Mit dem wirtschaftlichen Aufschwung der Bundesrepublik kamen
Gastarbeiter mit ihren Sprachen, Lebensgewohnheiten und Dialekten nach
Hessen. Deren Sprachkurs begann am Arbeitsplatz, beim Kollegen am
Fließband, auf der Baustelle oder bei der Müllabfuhr. „Wasguggsdu?“,
lautete die Antwort auf das Anderssein. Hochdeutsch wurde dort nicht
gesprochen. Sie waren maßgebend an den Aufbauleistungen in
Hessen beteiligt, insbesondere in den Metropolregionen, zu guter Letzt in Frankfurt, das sich aufgrund seiner
zentralen Verkehrslage zu einem europäischen Wirtschaftsstandort und zur
heutigen internationalen und multikulturellen Bankenmetropole
entwickelthat.
Entsprechend war es 1989 politisch konsequent und bundesweit ein
Novum, ein Amt für multikulturelle Angelegenheiten in Frankfurt zu schaffen. Jahre später hieß der Hessische Minister für Wirtschaft, Energie, Verkehr und
Landentwicklung Tarek Al-Wazir, ein gebürtiger Offenbacher,
zugleich Stellvertreter des Hessischen Ministerpräsidenten Volker
Bouffier, alteingesessener Gießener mit französischem Namen,
dessen sprachliche Verwandtschaft für ein offenes Hessisch spricht, von dem der ehemalige Hessische Ministerpräsident, Georg August Zinn, sagte, "Hesse ist, wer ein Hesse sein will" - und begründete die jährlichen Hessentage.

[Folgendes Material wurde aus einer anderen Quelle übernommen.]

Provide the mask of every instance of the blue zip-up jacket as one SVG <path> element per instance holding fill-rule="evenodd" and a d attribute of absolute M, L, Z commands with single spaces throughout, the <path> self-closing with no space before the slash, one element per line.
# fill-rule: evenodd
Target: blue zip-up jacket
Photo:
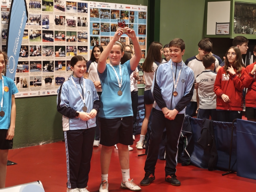
<path fill-rule="evenodd" d="M 94 127 L 96 126 L 94 117 L 84 121 L 76 117 L 76 111 L 83 112 L 82 108 L 84 105 L 80 94 L 77 91 L 71 78 L 73 78 L 79 91 L 85 97 L 87 113 L 93 109 L 99 112 L 100 103 L 99 96 L 92 82 L 88 79 L 76 78 L 71 76 L 60 87 L 57 91 L 57 110 L 63 115 L 63 131 L 83 129 Z M 83 83 L 85 89 L 84 92 Z"/>
<path fill-rule="evenodd" d="M 179 73 L 182 69 L 176 91 L 178 95 L 174 97 L 172 93 L 175 91 L 173 84 L 171 63 L 177 82 Z M 176 109 L 179 114 L 185 113 L 185 108 L 189 103 L 193 96 L 195 86 L 195 76 L 193 71 L 182 61 L 174 63 L 169 61 L 159 65 L 155 74 L 151 92 L 155 102 L 153 107 L 160 111 L 167 107 L 170 110 Z"/>

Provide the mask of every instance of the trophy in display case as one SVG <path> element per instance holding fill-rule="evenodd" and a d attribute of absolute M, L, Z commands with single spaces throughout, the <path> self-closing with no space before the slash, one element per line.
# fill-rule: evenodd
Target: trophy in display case
<path fill-rule="evenodd" d="M 256 3 L 235 1 L 234 12 L 234 33 L 256 35 Z"/>
<path fill-rule="evenodd" d="M 254 18 L 256 17 L 256 9 L 254 9 L 252 11 L 252 17 L 253 17 L 253 20 L 255 20 Z"/>
<path fill-rule="evenodd" d="M 248 28 L 247 29 L 248 32 L 249 34 L 252 34 L 253 32 L 253 28 Z"/>
<path fill-rule="evenodd" d="M 117 19 L 118 25 L 119 27 L 123 28 L 125 27 L 125 21 L 124 20 L 124 18 L 123 17 L 118 17 Z M 127 30 L 126 29 L 123 29 L 123 32 L 124 33 L 127 33 Z"/>
<path fill-rule="evenodd" d="M 237 21 L 236 20 L 236 17 L 234 19 L 234 33 L 237 33 Z"/>
<path fill-rule="evenodd" d="M 243 32 L 242 33 L 242 34 L 246 34 L 246 33 L 245 33 L 245 32 L 244 31 L 244 29 L 245 29 L 248 26 L 241 26 L 241 28 L 243 29 Z"/>

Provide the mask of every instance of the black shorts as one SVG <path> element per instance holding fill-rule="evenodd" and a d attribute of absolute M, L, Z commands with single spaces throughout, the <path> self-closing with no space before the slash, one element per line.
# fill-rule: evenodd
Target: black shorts
<path fill-rule="evenodd" d="M 0 149 L 2 150 L 12 148 L 13 139 L 10 140 L 5 139 L 8 131 L 8 129 L 0 129 Z"/>
<path fill-rule="evenodd" d="M 144 103 L 145 105 L 154 104 L 155 100 L 152 95 L 151 90 L 147 90 L 144 92 Z"/>
<path fill-rule="evenodd" d="M 133 117 L 107 119 L 100 118 L 100 143 L 105 146 L 113 146 L 117 143 L 132 145 Z"/>
<path fill-rule="evenodd" d="M 256 109 L 246 107 L 245 116 L 247 118 L 256 119 Z"/>

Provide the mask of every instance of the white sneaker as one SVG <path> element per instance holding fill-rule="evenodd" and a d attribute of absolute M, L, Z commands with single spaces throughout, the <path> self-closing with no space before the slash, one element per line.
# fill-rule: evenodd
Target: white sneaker
<path fill-rule="evenodd" d="M 108 183 L 106 180 L 101 181 L 100 185 L 100 192 L 108 192 Z"/>
<path fill-rule="evenodd" d="M 97 140 L 94 140 L 93 141 L 93 147 L 99 147 L 99 145 L 100 145 L 100 141 Z"/>
<path fill-rule="evenodd" d="M 143 143 L 140 143 L 139 141 L 137 142 L 137 144 L 136 145 L 136 148 L 138 149 L 143 149 Z"/>
<path fill-rule="evenodd" d="M 133 148 L 132 147 L 130 147 L 130 145 L 128 146 L 128 149 L 129 150 L 129 151 L 132 151 L 132 150 L 133 150 Z M 116 144 L 115 145 L 115 147 L 116 149 L 117 150 L 118 150 L 118 149 L 117 148 L 117 146 L 116 146 Z"/>
<path fill-rule="evenodd" d="M 123 180 L 121 183 L 121 187 L 122 189 L 130 189 L 133 191 L 138 191 L 141 190 L 141 188 L 134 183 L 133 179 L 129 179 L 128 181 L 123 182 Z"/>
<path fill-rule="evenodd" d="M 80 192 L 77 188 L 75 189 L 69 189 L 68 188 L 67 189 L 67 192 Z"/>
<path fill-rule="evenodd" d="M 88 186 L 86 187 L 88 187 Z M 83 188 L 82 189 L 78 189 L 78 190 L 79 192 L 89 192 L 89 191 L 87 190 L 87 189 L 86 189 L 86 188 Z"/>

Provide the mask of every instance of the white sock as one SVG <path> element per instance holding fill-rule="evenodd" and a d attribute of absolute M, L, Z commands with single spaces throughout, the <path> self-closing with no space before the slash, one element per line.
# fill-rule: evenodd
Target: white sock
<path fill-rule="evenodd" d="M 142 143 L 143 143 L 143 142 L 144 142 L 144 138 L 145 138 L 145 135 L 140 135 L 140 140 L 139 141 L 139 142 Z"/>
<path fill-rule="evenodd" d="M 128 181 L 130 178 L 130 169 L 121 169 L 121 171 L 122 172 L 123 181 L 124 182 Z"/>
<path fill-rule="evenodd" d="M 105 175 L 103 175 L 101 174 L 101 181 L 103 181 L 104 180 L 106 180 L 108 181 L 108 174 L 106 174 Z"/>

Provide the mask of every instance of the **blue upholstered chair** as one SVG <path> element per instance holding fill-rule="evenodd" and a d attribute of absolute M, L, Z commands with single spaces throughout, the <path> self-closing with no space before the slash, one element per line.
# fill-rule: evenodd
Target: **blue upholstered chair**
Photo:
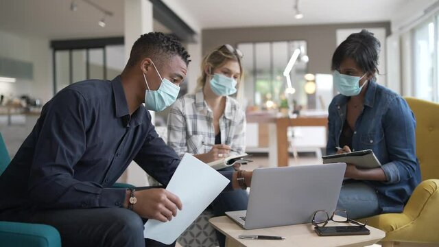
<path fill-rule="evenodd" d="M 0 134 L 0 175 L 10 161 Z M 2 247 L 60 247 L 61 237 L 51 226 L 0 221 L 0 243 Z"/>
<path fill-rule="evenodd" d="M 10 162 L 5 141 L 0 133 L 0 175 Z M 126 183 L 115 183 L 113 187 L 134 187 Z M 51 226 L 0 221 L 0 246 L 61 247 L 61 237 L 58 231 Z"/>

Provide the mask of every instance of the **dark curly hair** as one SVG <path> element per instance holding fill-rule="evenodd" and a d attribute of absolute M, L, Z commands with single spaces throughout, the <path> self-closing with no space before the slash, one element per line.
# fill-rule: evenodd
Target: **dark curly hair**
<path fill-rule="evenodd" d="M 354 33 L 337 47 L 332 57 L 332 70 L 338 70 L 344 58 L 353 59 L 364 72 L 379 73 L 378 58 L 381 49 L 379 40 L 366 30 Z"/>
<path fill-rule="evenodd" d="M 162 58 L 171 58 L 178 55 L 188 65 L 191 60 L 189 54 L 176 37 L 155 32 L 143 34 L 134 42 L 130 53 L 128 65 L 134 66 L 145 58 L 150 58 L 155 63 L 163 62 Z"/>

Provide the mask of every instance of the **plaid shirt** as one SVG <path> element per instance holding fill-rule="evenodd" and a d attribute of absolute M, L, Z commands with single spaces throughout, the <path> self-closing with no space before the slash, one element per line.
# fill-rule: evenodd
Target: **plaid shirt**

Vom Schreiben auf wackeligen Stühlen
Zum Autor: Geboren im späten Sommer 1950 in
Gönnern im Gladenbacher Bergland, dem Hessisches Hinterland *, als dritter
Sohn der Putzfrau, Fabrikarbeiterin und Kantinenköchin Irmgard
Kernekampf und des Eisenbahnhandwerkers Karl Sänger.
Nebenerwerbliche und selbstversorgende Land- und Waldwirtschaft
bestimmen Kindheit und Jugend. Nach der dörflichen Volksschule
Ausbildung zum Postschaffner in Dillenburg und Versetzung nach
Frankfurt am Main. Aufgabe des Postberufes und externe Weiterbildung
zur Fachhochschulreife. Angestellter in der Personal- und Sozialverwaltung eines Trägers der freien Wohlfahrtspflege in Frankfurt am Main. Nach
Wohnortswechsel in die Wetterau Aufgabe der sozialberuflichen
Tätigkeit, Hausmann, freier Autor und Mitarbeiter in Tageszeitungen,
Bildreportagen, lokalpolitische Artikel und Tagesglossen sowie
Rezensionen, u.a. Frankfurter Neue Presse, ZLP-Zeitungsring
Rhein-Main und Wetterauer Zeitung. Veröffentlicht seit den 1980er
Jahren oberhessische Satiren, Gedichte, Fabeln und Kurzgeschichten
sowie Beteiligungen an Übersetzungen in Anthologien, Ton- und
TV-Werken.
*) Die regionale Bezeichnung Hinterland führt in
die Territorialgeschichte des Großherzogtums
Hessen-Darmstadt. Der hinter dem Darmstädter Land
im nordwestlichen Mittelhessen gelegene Landstrich mit Zentren Battenberg, Biedenkopf und Gladenbach erhielt aus Darmstädter Sicht diesen
inoffiziellen Beinamen zum ehemaligen Landkreis Biedenkopf, heute Landkreis Marburg - Biedenkopf. Der für Fremde
oft spöttische Begriff wird jedoch von den
Hinterländern mit
lokalpatriotischem Stolz besetzt.
Einst war das Hinterland arm an guten Nachrichten und reich an armen Leuten, frömmelnden Kirchgängern und stillen Säufern. In seinen Wäldern, mageren Wiesen und steinernen Äckern vom Rothaargebirge zum Oberlauf der Lahn herab, kreuzten stattliche Hirschwechsel und schlanke Rehen die Wege mit krächzenden Raben und Wegelageren. Wilddieberei war unter
Nachbarschaften kein Thema wie die Fremdgeherei auch nicht, sofern
man früh gelernt hatte, mit dem Amen der Kirche und dem geduckten Niederwild vor Gott, dem
Wirtshaus und der Obrigkeit das Maul zu halten. Die einzige
Fahne, die dort der Heimat als Leitkultur voraus wehte und auch heute noch durch die Köpfe flattert, das war und ist die Fahne nach fünf
Pils und reichlichem Doppelwacholder, so sie allenthalben high sind und zur späten Stunde ihres irdischen Daseins ermatten: HighMatt. Aber sie fanden und finden immer noch einen
Grund sich einzureden, dass es über den Tag hin eines Schnapses
bedürfe, um der Plackerei gerüstet zu sein, wobei nicht
ausgemacht worden ist, in welcherlei Oben und Unten der nächste Tag
beginnt. Wer dort seine Heimat sucht, der irrlichtert durch ein schwieriges Terrain, dessen Dornengestrüpp zwischen Minze und Nesseln sein Auskommen sucht, wenn er nicht der Kreuzwege kundig ist, ohne Plessuren heimzukommen.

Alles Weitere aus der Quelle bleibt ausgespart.